This question of the Alliance’s « added-value » is at the core of all the discussions which will lead to the “great debate” (or “great washing”) of the Riga summit. A military alliance is worth anything if it can protect from the military threats anticipated by each of its members. In case the threat assessment by some of its members or by some groups among its members begins to diverge, the destiny of the military alliance is endangered. Once the assessment fully diverged, the alliance is dead even if it continues to exist formally in order to prevent obvious signs of rupture (which diplomats hate) to appear.

And it is a fact that both sides of the Atlantic no longer have converging threat evaluation. The Iran crisis provides the most obvious example of this situation: the Europeans, London included, reject any military intervention, while Washington strives to put back the option at the centre of the debate. But other examples are provided by the fact that for the Europeans, terrorism should not become an “obsession” to the point of threatening civil liberties; or by the fact that Europeans feel more concerned by natural risks (global heating, pollution, epidemics…) and global social imbalances (poverty, hunger…) as sources of catastrophes, conflicts, terrorism and uncontrolable migrations, while the US remain focussed on classical or new (terrorism, rogue states…) military threats.

These « expert quarrels » hide two different visions of the world and convey different ways of preventing threats. From an EU perspective, these means are mostly to be built, see invented, and require the active participation of the other continents, from the other global players such as China, Russia, India, Brazil…. These means include military aspects of course too (and the Europeans are reorganising their armaments industry [1] in order to rationalize this aspect of their future security policy) , but only partly since the Europeans consider that threats are largely non-military and require judicial, commercial, political, scientific, humanitarian approaches… From a US perspective, military means are first and foremost envisaged to the detriment of other approaches (Katrina is a sad result of this policy), namely because the US own an immense war machine in need to justify its existence and related costs.
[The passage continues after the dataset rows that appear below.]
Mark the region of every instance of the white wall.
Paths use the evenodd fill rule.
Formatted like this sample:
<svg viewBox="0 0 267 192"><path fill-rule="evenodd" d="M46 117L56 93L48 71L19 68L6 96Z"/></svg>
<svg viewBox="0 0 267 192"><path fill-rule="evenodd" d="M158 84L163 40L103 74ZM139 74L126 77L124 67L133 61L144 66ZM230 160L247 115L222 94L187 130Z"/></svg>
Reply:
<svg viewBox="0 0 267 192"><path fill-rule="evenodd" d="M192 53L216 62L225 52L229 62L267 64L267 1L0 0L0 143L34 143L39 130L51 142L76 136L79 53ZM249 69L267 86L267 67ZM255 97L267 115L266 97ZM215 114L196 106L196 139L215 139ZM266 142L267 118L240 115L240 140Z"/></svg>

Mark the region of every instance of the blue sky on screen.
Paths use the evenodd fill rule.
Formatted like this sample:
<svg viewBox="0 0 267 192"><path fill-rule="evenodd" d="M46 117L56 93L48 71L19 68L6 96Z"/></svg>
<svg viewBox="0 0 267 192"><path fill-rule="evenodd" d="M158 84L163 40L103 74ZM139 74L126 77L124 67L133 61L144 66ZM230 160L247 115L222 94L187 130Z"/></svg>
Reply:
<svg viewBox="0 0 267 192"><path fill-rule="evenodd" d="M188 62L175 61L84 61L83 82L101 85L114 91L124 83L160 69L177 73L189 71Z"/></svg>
In this case, the defence system programmes the threat. Even if some new EU- and NATO members continue to see Russia as a direct and concrete threat to EU security, the large majority of Europeans see Moscow as an unpredictable partner, to watch over and manage firmly, but by no means as a mortal danger. Europe has returned to its “usual” historic situation from before the October Revolution.

Concerning the Arab and Muslim world, the Europeans do not share US fantasies that they will invade Europe and the world. Some extremists certainly do. But for most Europeans, the challenge is to prevent their madness to grow on to these countries’ populations, and that requires to do exactly the opposite of what the US is currently doing in Iraq. A double divergence therefore: on the content and on the means… reflecting the current debates conducted within NATO.

In November 2006, the Europeans will most probably give way to Washington’s desire to enlarge NATO to non European countries and integrate members from the rest of the world into some sort of an « Alliance of Democracies », but this geographic expansion will result in a dilution of the operational military aspect of the Alliance, in an acceleration of the common European defence and in the diversification of the Alliance’s armaments suppliers.

 

[1] Recent « big manœuvres » in European armament show that the Europeans have seriously undertaken to build a real European armaments industry. Centred around a Franco-German nucleus, with a strong participation of the Italians and the Spanish in particular, some “European champions” are emerging today: EADS, Thalès,… Simultaneously, the departure of Airbus’ BAE towards the US market, together with the launching of Franco-British aircraft carriers, illustrate the « revolution » going on in the United Kingdom between « Atlanticists » and « Europeists » in this field. Indeed there is a US exodus of « Atlanticist » private operators and a European anchorage of future-bearing national choices.